Mais des personnalités du parti de Merkel ont exprimé leurs inquiétudes quant aux retombées de l’annonce.
Peter Altmaier, le ministre allemand de l’économie et un proche allié de Merkel, a déclaré que les démocrates-chrétiens se trouvaient dans «une situation exceptionnellement grave».
Les sondages récents avaient le bloc conservateur de Merkel à environ 28% de soutien national, suivi par les Verts de gauche à environ 22%. Les sociaux-démocrates se débattent avec seulement 14% de soutien, à peu près autant que l’alternative d’extrême droite pour l’Allemagne.
Le ministre de la Santé, Jens Spahn et Friedrich Merz, ont été battus à la direction par Kramp-Karrenbauer en 2018. Armin Laschet, gouverneur de Rhénanie du Nord-Westphalie, l’État le plus peuplé d’Allemagne est également mentionné comme un candidat potentiel.
Alors que Spahn et Laschet sont considérés comme des centristes, Merz a tenté de faire appel à l’aile conservatrice du parti qui a flirté avec l’alternative d’extrême droite pour l’Allemagne. Avocate qui avait été nommée pour diriger le parti au début des années 2000, Merz a été mise à l’écart par Merkel avant de devenir chancelière en 2005.
Le gouverneur bavarois Markus Soeder, le chef de la Christian Social Unio n, le parti soeur bavarois de la CDU de Merkel, fait également l’objet de certaines spéculations.

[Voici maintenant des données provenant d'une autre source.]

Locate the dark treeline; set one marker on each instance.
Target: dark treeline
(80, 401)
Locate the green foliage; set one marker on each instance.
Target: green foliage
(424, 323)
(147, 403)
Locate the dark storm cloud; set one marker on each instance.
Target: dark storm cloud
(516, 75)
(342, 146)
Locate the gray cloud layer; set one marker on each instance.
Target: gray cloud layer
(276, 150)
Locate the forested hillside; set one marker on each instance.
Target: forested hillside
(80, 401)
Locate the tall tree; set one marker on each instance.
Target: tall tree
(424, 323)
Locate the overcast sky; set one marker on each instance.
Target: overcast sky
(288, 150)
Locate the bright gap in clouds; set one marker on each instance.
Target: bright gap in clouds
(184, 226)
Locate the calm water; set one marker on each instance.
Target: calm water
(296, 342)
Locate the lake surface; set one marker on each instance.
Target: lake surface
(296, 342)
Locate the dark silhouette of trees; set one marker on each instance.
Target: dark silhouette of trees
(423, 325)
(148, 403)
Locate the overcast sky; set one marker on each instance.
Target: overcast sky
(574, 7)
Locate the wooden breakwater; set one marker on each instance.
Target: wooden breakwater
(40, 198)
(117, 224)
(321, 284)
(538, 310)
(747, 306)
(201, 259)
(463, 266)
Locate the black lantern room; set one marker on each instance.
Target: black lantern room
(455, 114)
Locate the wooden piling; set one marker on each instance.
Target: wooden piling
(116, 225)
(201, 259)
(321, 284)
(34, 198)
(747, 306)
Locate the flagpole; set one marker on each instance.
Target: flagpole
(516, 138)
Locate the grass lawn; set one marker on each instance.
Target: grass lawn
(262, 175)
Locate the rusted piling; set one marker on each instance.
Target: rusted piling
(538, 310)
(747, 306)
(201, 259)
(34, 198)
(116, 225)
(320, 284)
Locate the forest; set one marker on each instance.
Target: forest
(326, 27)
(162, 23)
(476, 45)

Le porte-parole de Mme Merkel, Steffen Seibert, a déclaré aux journalistes à Berlin qu’elle avait maintenu sa décision de ne pas briguer un cinquième mandat en 2021, malgré les derniers développements.
L’Alternative pour l’Allemagne a salué la démission de Kramp-Karrenbauer, tout comme l’ancien chef du renseignement intérieur allemand, Hans-Georg Maassen, une figure vocale à la droite du parti de Merkel depuis son éviction en tant que chef espion allemand en 2018.
Alternative pour l’Allemagne s’est imposée comme une force d’extrême droite puissante depuis sa fondation en 2013, avec des parts de vote à deux chiffres lors des élections régionales et nationales. Son succès a compliqué la tradition politique de l’Allemagne de gouverner avec des coalitions multipartites, car la plupart de ses rivaux ont exclu de travailler avec Alternative pour l’Allemagne.
Le parti d’extrême droite a utilisé avec succès des tactiques populistes, mettant l’accent sur les intérêts nationaux et les contrôles d’immigration tout en tolérant l’antisémitisme et le révisionnisme historique parmi ses membres.
Bjoern Hoecke, alternative pour le leader de l’Allemagne dans l’État de Thuringe, a dans le passé marché aux côtés d’extrémistes d’extrême droite et a appelé à un «virage à 180 degrés» dans la manière dont le pays commémore son passé nazi.
Kramp-Karrenbauer a insisté sur le fait que tout chrétien-démocrate qui pense que son parti peut trouver un terrain d’entente avec l’AfD devrait se demander «s’il peut rester membre de la CDU».